We are facing an increasing incidence of femoral neck fractures and there is evidence that total hip arthroplasty is a better alternative than hemi-arthroplasty for some patients. Previous studies described lower re-operation rates, better pain relief and better functional outcome after total hip arthroplasty for femoral neck fracture compared to hemi-arthroplasty (1-3, 5-7). The purpose of our study was to evaluate the in-hospital outcome of isolated femoral neck fracture either treated with a hemi- or total hip arthroplasty. We found that the length of stay and in-hospital mortality were related to medical comorbidities and did not differ between patients treated with a hemi-arthroplasty and patients treated with a total hip arthroplasty, but patients treated with hemi-arthroplasty had a 40% higher risk of inpatient adverse events.

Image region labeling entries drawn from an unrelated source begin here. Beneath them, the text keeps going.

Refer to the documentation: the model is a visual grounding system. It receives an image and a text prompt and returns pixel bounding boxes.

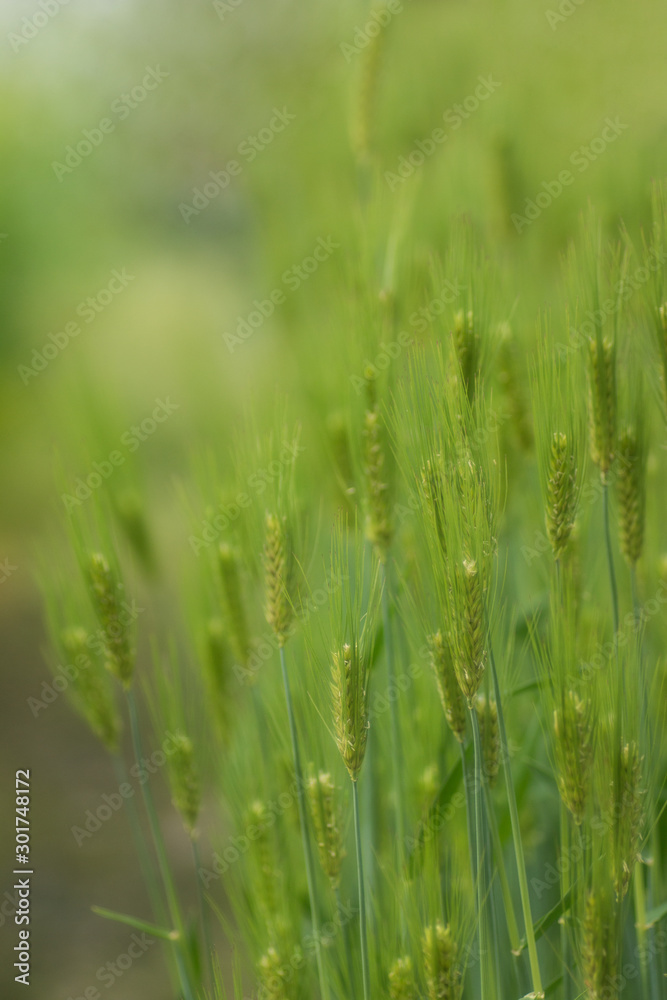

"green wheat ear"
[169,732,201,837]
[452,309,480,399]
[614,741,646,896]
[581,889,619,1000]
[454,559,486,705]
[306,771,345,889]
[616,426,646,567]
[258,946,296,1000]
[428,632,466,743]
[88,552,134,688]
[363,375,393,562]
[389,955,419,1000]
[554,690,593,826]
[546,431,578,559]
[60,627,120,753]
[264,514,293,648]
[331,640,370,781]
[588,335,616,483]
[422,920,463,1000]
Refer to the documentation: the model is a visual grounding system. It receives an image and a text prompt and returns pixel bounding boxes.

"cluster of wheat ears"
[48,190,667,1000]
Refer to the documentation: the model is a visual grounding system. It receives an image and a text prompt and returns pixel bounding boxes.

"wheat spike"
[307,771,345,889]
[422,920,463,1000]
[428,632,466,743]
[264,514,292,647]
[546,431,577,559]
[88,552,134,687]
[616,427,645,566]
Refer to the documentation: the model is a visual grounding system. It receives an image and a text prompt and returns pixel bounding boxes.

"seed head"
[307,771,345,889]
[331,641,370,781]
[88,552,134,688]
[248,799,279,927]
[428,632,466,743]
[588,337,616,483]
[363,396,392,562]
[264,514,293,647]
[422,920,463,1000]
[475,695,500,788]
[61,628,120,753]
[169,733,201,836]
[616,427,646,566]
[454,559,486,705]
[259,946,294,1000]
[554,691,593,826]
[615,741,646,896]
[452,309,479,399]
[389,955,418,1000]
[581,891,618,1000]
[546,431,578,559]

This study must be interpreted in the lights of several limitations. Since the NHDS database only provides inpatient data, this study does not allow an analysis for revision rates, dislocation rates in the long-term and for mortality rates after discharge, like a one-year mortality rate. However, inpatient mortality and morbidity are commonly used parameters in quality of care studies (14). The limitation of information available on these and other outcome variables, like pain relief or functional outcome, may be seen as a shortcoming of this study. Our results are based on information covering only two years (2009 and 2010), and we did not have data on surgeon experience or volume or operative approach. Since we used a large national sample we believe that our data reflect a mean or equal distribution of these parameters and are generalizable to the average surgeon and hospital in the United States.

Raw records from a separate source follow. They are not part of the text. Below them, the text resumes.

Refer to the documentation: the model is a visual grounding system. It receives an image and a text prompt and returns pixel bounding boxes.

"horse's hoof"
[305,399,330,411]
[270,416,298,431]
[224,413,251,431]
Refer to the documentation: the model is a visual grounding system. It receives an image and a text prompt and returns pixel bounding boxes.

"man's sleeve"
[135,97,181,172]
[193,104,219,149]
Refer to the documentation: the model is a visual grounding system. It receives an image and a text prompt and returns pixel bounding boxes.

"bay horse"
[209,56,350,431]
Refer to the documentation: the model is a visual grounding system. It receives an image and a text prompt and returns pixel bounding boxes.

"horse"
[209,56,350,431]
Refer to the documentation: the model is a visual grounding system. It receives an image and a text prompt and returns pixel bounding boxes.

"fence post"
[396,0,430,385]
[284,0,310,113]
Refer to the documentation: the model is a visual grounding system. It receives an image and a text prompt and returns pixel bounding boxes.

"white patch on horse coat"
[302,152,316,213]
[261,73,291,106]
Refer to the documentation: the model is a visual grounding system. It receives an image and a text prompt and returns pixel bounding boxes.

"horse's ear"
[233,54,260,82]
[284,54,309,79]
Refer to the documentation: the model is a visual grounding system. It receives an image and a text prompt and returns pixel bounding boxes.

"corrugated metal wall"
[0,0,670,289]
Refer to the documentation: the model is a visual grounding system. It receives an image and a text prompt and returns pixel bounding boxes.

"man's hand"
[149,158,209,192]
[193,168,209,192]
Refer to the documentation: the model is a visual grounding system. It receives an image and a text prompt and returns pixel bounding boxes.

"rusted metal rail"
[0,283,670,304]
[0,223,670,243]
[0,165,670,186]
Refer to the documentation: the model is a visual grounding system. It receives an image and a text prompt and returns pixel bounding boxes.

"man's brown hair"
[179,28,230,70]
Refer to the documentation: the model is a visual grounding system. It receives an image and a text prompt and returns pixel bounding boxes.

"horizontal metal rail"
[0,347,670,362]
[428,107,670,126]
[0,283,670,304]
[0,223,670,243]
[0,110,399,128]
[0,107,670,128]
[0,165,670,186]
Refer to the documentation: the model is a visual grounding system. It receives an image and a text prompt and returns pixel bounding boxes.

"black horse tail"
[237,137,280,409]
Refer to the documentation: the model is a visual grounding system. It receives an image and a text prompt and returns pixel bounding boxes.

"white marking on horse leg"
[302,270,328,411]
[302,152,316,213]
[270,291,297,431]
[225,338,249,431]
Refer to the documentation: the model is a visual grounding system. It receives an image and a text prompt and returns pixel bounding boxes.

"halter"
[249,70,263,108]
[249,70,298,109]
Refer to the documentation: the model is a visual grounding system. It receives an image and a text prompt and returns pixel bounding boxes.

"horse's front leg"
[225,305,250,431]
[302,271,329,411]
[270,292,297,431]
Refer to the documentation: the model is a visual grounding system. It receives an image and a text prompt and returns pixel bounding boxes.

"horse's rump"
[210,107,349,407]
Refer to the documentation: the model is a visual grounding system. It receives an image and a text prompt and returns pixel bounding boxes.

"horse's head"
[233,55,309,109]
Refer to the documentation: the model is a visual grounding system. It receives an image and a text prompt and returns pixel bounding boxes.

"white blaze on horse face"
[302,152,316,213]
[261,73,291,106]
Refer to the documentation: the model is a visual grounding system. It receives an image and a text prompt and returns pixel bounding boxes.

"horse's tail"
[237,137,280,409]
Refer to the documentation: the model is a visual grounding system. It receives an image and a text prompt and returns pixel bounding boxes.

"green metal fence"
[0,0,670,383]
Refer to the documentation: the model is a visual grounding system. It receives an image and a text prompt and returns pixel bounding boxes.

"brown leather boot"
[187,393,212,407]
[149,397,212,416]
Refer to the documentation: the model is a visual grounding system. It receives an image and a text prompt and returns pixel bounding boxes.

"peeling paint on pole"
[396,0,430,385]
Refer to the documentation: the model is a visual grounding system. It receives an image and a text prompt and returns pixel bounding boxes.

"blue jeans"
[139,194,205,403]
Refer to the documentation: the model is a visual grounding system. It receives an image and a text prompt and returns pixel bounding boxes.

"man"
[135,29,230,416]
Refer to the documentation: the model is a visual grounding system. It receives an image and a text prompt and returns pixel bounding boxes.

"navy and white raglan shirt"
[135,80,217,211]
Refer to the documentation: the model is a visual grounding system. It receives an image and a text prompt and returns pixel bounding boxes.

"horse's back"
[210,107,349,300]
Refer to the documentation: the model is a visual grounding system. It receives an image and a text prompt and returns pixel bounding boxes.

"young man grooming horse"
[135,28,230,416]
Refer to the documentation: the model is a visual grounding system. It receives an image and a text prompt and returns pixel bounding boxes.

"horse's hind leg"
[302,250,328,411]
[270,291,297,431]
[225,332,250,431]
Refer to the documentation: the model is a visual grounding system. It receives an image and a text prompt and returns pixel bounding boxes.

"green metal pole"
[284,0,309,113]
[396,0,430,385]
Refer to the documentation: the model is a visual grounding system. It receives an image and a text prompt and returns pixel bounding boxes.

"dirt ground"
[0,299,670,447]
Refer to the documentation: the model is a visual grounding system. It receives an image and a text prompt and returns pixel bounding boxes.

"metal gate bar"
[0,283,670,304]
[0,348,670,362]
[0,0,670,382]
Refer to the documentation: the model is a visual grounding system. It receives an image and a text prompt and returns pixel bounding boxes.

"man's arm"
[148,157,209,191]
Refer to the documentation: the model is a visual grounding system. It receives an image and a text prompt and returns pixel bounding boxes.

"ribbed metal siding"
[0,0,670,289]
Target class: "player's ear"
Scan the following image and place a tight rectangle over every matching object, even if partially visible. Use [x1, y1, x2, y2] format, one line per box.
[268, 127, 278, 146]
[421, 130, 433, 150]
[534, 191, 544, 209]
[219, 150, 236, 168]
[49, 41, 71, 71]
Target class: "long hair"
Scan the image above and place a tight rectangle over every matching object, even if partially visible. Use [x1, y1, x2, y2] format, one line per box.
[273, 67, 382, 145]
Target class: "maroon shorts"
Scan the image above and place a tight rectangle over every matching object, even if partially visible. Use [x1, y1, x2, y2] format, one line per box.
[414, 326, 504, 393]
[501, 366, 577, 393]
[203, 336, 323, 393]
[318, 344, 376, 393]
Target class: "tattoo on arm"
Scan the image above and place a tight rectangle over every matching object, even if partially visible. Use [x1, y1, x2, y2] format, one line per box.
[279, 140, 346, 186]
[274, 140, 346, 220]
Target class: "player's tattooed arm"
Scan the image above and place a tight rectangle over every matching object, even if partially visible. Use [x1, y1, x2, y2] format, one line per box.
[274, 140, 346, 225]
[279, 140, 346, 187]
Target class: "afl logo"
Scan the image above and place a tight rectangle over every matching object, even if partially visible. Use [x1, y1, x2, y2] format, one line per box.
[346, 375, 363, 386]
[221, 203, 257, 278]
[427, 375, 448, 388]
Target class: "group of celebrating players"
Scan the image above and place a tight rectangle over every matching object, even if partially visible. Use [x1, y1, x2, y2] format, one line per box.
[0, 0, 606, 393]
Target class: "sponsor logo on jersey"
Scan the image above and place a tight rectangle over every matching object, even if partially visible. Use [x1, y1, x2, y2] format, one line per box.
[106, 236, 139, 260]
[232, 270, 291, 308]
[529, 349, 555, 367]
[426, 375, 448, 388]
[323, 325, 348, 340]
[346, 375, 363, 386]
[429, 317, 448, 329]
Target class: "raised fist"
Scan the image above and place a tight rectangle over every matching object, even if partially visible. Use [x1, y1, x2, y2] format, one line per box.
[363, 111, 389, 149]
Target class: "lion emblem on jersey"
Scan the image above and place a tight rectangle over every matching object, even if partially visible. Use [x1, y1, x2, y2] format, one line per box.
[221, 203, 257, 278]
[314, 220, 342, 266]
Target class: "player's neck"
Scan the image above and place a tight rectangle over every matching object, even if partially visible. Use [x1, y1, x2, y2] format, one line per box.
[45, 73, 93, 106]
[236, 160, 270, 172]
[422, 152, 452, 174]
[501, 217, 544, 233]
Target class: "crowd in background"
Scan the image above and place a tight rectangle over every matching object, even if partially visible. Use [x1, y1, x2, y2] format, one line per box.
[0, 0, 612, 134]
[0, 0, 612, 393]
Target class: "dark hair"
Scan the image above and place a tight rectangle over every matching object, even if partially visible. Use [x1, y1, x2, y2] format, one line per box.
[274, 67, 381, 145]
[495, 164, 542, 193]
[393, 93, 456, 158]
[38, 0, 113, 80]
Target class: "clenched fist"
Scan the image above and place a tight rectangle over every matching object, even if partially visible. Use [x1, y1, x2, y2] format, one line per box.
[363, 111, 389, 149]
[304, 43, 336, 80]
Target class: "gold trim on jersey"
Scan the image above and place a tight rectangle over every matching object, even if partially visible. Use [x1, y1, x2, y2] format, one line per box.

The higher percentage of complications in patients treated with hemi-arthroplasty is in contrast to a previous meta-analysis and a prospective randomized study in which comparable complication rates were found in both groups (1, 15). One study even found a higher general complication rate in patients treated with a total hip arthroplasty, and another indicates a lower likelihood of developing respiratory complications after hemi-arthroplasty (3, 9). We suspect that there is some kind of selection bias (more ill patients getting a hemi-arthroplasty, more complications) that ICD-9 coding of comorbidities cannot account for. In other words, large database studies can’t measure the inherent differences between two procedures that is better measured by a randomized trial. But a large database study is well suited to measuring what happens on average in actual practice.

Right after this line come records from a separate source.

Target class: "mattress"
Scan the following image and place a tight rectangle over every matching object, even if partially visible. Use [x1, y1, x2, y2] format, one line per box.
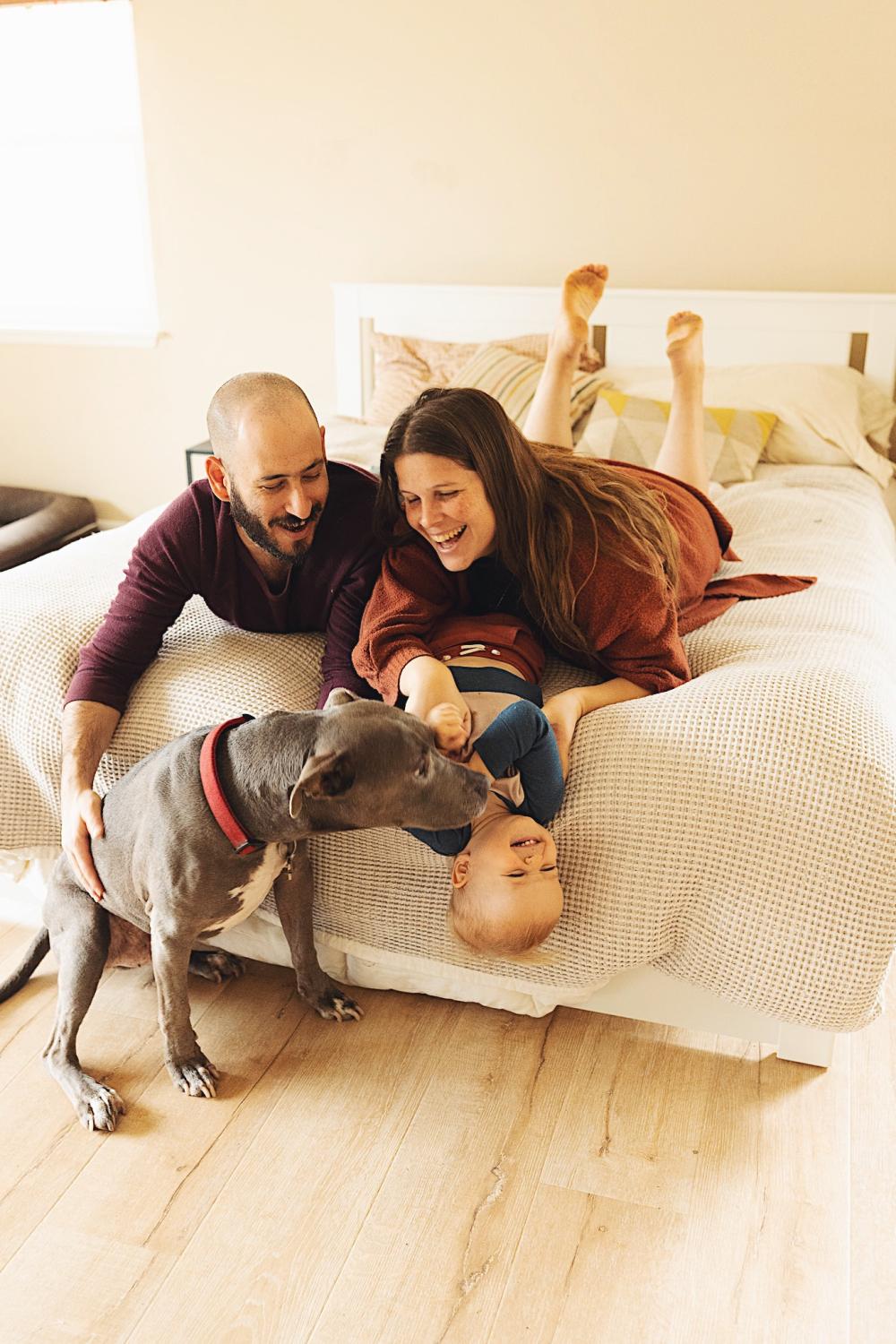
[0, 467, 896, 1031]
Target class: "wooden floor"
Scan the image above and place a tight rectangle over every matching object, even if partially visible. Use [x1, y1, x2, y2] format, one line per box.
[0, 925, 896, 1344]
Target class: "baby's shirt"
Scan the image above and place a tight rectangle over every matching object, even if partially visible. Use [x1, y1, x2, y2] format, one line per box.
[407, 699, 563, 855]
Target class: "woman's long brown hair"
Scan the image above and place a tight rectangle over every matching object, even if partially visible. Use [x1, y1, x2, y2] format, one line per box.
[375, 387, 678, 653]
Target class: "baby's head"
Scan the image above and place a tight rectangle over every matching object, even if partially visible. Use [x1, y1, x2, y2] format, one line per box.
[452, 812, 563, 956]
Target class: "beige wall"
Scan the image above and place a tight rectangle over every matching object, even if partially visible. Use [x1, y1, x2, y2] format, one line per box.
[0, 0, 896, 518]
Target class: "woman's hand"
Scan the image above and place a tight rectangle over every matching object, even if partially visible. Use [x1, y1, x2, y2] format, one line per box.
[423, 701, 470, 757]
[544, 687, 586, 780]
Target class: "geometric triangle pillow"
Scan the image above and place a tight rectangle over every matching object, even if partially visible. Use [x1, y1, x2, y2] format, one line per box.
[578, 387, 778, 486]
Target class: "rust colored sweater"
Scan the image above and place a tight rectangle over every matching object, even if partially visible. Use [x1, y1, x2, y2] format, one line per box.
[353, 462, 814, 704]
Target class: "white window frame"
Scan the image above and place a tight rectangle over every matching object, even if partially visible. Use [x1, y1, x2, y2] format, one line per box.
[0, 0, 159, 347]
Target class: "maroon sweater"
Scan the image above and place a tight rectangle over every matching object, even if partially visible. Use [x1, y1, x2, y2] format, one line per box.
[355, 462, 814, 704]
[65, 462, 382, 711]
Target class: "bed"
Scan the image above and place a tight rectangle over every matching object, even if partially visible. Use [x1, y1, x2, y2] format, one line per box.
[0, 285, 896, 1066]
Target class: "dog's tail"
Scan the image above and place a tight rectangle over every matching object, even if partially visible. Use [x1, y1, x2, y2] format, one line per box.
[0, 929, 49, 1004]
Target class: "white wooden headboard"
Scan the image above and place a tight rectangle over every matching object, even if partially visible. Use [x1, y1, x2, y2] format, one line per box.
[333, 284, 896, 416]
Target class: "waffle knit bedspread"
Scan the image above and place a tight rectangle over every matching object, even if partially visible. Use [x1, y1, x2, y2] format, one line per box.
[0, 467, 896, 1031]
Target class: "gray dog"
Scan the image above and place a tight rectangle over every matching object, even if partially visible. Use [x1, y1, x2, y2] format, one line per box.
[0, 693, 487, 1131]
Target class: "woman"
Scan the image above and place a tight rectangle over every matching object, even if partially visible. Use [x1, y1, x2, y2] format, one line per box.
[353, 266, 813, 755]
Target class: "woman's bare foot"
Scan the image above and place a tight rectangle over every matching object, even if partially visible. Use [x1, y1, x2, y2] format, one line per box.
[667, 312, 702, 378]
[551, 265, 610, 359]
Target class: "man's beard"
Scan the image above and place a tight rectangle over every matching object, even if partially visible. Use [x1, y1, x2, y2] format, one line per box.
[229, 484, 323, 570]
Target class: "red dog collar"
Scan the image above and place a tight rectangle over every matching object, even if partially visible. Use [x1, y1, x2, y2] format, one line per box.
[199, 714, 264, 854]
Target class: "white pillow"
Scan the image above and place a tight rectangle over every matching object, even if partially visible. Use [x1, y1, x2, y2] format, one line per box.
[323, 416, 388, 476]
[590, 365, 896, 488]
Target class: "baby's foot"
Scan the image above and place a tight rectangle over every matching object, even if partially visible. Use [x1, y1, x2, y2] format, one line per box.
[551, 266, 610, 359]
[667, 312, 702, 378]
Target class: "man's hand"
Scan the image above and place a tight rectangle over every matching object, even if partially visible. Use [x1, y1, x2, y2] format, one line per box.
[423, 701, 470, 757]
[544, 687, 586, 780]
[62, 789, 106, 900]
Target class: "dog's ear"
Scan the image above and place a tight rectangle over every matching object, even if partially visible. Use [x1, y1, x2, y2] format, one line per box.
[323, 685, 360, 710]
[289, 752, 355, 817]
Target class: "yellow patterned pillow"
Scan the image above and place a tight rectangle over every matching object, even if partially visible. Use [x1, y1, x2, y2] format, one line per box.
[450, 346, 602, 438]
[578, 387, 778, 486]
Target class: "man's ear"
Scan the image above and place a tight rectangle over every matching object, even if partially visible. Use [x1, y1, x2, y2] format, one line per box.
[323, 685, 361, 710]
[452, 849, 470, 887]
[205, 454, 229, 502]
[289, 752, 355, 817]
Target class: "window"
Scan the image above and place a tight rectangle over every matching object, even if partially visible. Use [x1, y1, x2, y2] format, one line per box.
[0, 0, 159, 344]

The present study found adverse events such as pulmonary embolism, acute myocardial infarction and pneumonia are the greatest predictors for a longer hospital stay. Previous studies have also described postoperative adverse events as risk factors associated with prolonged hospital stay after total hip arthroplasty for osteoarthritis. However, they also found other variables with significant influence on length of stay, such as female sex, increasing age, and comorbidities (16).

This large database study is consistent with other types of studies in finding no differences in inpatient mortality rate after either a hemi-arthroplasty or a total hip arthroplasty. Other studies found no differences in death rate after 30 days, one-year, or more than one year (1, 2, 6-11). The Danish NHDR database described comorbidities like COPD, cardiac failure, dementia and diabetes as the greatest predictors for death after arthroplasty for a femoral neck fracture (17). In our study intubation or mechanical ventilation and chronic ischemic heart disease were found to be the greatest predictors of death. In contrast to previous studies male sex did not influence the mortality risk, which may reflect differences in study types or cultural differences (14, 17).

This large national database study found that—in the United States in 2009 and 2010 hemi-arthroplasty was associated with greater inpatient adverse events, but not greater length of stay or inpatient mortality compared to total hip arthroplasty for femoral neck fracture. In our opinion, this most likely reflects the use of hemiarthroplasty in more infirm patients in a way that is not captured entirely by ICD-9 codes for comorbidities.

Acknowledgements

Each author was involved in the collecting of data, searching of literature, and writing of the article.